Pablo saiu do chuveiro relaxado. Precisava descansar. Teve um dia duro no trabalho.
Tomou um susto quando abriu a gaveta das cuecas. Todas elas foram trocadas por cuecas novas. De toalha, caminhou até a esposa.
— Lúcia, onde estão minhas cuecas?
— No lixo. Troquei todas. Gostou da surpresa?
Pablo não deixou transparecer o pânico. É momento para sangue frio, pensou ele. Agradeceu com a voz fina.
— Querido, ficastes emocionado. Também, aquela tua mãe nunca te cuidou, dá nisso, nem sabe o que é ser mimado.
Pablo abraçou a esposa já pensando em como recuperar sua cueca da sorte. O final do Gauchão no domingo e sua cueca grenal extraviada. Não podia falar. Mulheres não entendem a ciência dos enigmáticos caminhos cósmicos e quânticos que regem a lógica extracampo do futebol. Receava passar por supersticioso.
Não culpava a esposa. Culpava-se por não ter guardado a cueca no cofre. Seu desleixo propiciou ela ser profanada pelo lixo.
Driblou a esposa e foi olhar o lixo. Segundo susto, estava vazio. Restava a lixeira do condomínio.
Alegou que esqueceu algo no carro, vestiu-se e desceu. Sabia que sua missão não era fácil. Lembrou que sua mulher recicla as sacolas do supermercado para tirar o lixo. Teria um atalho para a empreitada.

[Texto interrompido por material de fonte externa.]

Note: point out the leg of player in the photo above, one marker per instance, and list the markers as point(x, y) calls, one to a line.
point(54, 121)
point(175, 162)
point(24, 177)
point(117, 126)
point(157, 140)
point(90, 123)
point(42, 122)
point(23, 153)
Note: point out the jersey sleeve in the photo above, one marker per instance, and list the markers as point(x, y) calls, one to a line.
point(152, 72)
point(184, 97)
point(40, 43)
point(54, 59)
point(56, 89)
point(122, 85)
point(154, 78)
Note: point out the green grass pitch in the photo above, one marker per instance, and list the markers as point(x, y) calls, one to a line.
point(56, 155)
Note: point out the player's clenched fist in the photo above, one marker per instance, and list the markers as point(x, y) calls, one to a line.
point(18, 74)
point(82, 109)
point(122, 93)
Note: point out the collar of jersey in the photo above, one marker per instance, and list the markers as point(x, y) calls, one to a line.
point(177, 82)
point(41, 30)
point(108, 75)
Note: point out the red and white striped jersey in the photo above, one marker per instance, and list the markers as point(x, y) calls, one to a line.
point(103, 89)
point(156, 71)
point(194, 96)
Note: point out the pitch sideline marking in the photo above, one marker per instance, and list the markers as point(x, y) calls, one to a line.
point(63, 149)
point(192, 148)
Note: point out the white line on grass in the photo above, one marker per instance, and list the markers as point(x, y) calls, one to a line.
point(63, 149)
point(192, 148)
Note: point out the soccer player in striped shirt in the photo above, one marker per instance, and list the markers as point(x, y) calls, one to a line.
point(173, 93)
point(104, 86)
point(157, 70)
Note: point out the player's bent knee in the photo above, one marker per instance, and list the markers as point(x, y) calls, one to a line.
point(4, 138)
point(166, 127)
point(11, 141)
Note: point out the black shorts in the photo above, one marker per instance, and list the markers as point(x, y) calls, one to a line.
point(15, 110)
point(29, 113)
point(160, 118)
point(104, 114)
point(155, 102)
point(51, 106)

O terceiro susto foi uma constatação sociológica. Tomado pela angústia, descobriu que todos usam o método da Lúcia para embrulhar lixo.

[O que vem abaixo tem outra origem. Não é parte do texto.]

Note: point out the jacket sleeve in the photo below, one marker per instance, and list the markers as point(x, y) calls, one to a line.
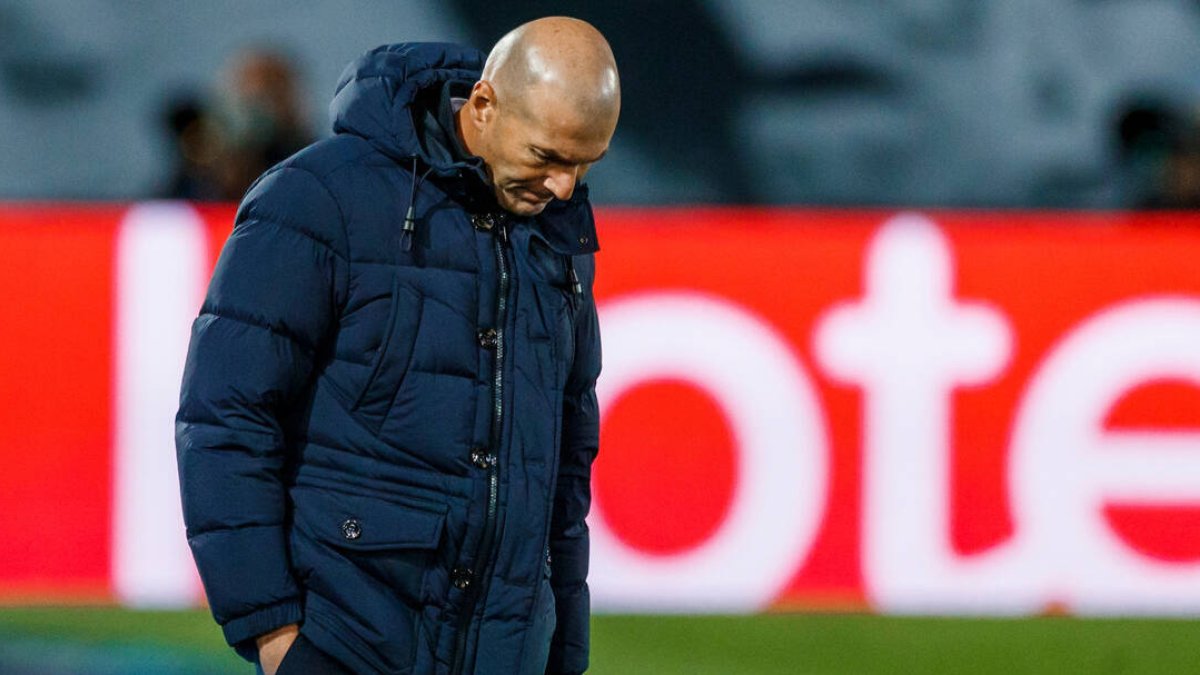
point(274, 296)
point(573, 497)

E se alguém chegasse e visse ele remexendo os latões, o que diria?
Ele, o pregador da verdade, iria dizer: boa noite, tá tudo bem, só estou procurando minha cueca?
A cada movimento dos vizinhos, desligava a lanterna e se esgueirava para o carro. As interrupções atrasavam a busca. O que iria dizer para Lúcia pela demora?
Foi tanto saco rasgado que a perseverança fez o sucesso. Achou um saco com a embalagem de uma marca de bolacha vegana que a Lúcia gosta. O prédio era de carnívoros. O alvo estaria por perto. Apalpou um saco ao lado e sentiu que eram panos. Rasgou e glória! A cueca verde musgo estava lá. Beijou-a e pediu desculpas.
Entrou tão radiante em casa que Lúcia percebeu.
— Pablo, tu tá bem?
— Tô ótimo, vou abrir um espumante. Precisamos comemorar o lance das cuecas.